カンファレンス (国際) Diamonds in the Rough: Generating Fluent Sentences from Early-Stage Drafts for Academic Writing Assistance
Takumi Ito*1*2, Tatsuki Kuribayashi*1*2, Hayato Kobayashi*3*4 , Ana Brassard*4*1, Masato Hagiwara*5, Jun Suzuki*1*4, and Kentaro Inui*1*4 (*1 Tohoku University, *2 Langsmith Inc., *3 Yahoo Japan Corporation, *4 RIKEN, *5 Octanove Labs LLC)
The 12th International Conference on Natural Language Generation (INLG 2019)

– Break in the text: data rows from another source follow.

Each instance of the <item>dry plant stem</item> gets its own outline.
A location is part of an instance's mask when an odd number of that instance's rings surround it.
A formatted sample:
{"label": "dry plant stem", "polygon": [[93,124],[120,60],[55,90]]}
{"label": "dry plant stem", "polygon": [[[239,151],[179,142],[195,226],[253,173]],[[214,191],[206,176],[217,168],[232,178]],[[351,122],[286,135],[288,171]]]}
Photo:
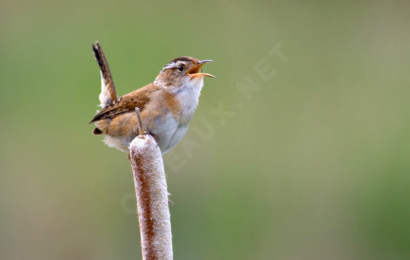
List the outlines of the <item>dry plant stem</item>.
{"label": "dry plant stem", "polygon": [[[139,115],[138,112],[137,114]],[[144,129],[141,126],[140,129]],[[151,135],[140,134],[131,141],[130,153],[137,197],[142,258],[172,259],[168,193],[161,151]]]}

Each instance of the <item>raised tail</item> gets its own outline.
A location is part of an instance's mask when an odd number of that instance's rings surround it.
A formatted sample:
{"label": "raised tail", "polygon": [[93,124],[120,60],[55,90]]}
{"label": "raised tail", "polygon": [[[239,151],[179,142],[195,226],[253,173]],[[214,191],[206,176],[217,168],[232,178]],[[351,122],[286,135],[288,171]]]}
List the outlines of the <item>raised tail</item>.
{"label": "raised tail", "polygon": [[92,46],[95,60],[97,61],[101,72],[101,93],[99,98],[101,102],[100,106],[104,108],[117,99],[118,97],[111,77],[111,72],[102,49],[101,49],[101,45],[98,41],[96,41],[95,45],[92,44]]}

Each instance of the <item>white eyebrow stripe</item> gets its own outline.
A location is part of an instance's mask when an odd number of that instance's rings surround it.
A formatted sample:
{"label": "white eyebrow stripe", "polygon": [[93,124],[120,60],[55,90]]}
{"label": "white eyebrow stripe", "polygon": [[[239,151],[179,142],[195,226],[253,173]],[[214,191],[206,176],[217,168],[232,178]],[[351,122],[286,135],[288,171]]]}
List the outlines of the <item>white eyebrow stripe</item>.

The writing process consists of several stages such as drafting, revising, editing, and proofreading. Studies on writing assistance, such as grammatical error correction (GEC), have mainly focused on sentence editing and proofreading, where surface-level issues such as typographical, spelling, or grammatical errors should be corrected. We broaden this focus to include the earlier revising stage, where sentences require adjustment to the information included or major rewriting and propose Sentence-level Revision (SentRev) as a new writing assistance task. Well-performing systems in this task can help inexperienced authors by producing fluent, complete sentences given their rough, incomplete drafts. We build a new freely available crowdsourced evaluation dataset consisting of incomplete sentences authored by non-native writers paired with their final versions extracted from published academic papers for developing and evaluating SentRev models. We also establish baseline performance on SentRev using our newly built evaluation dataset.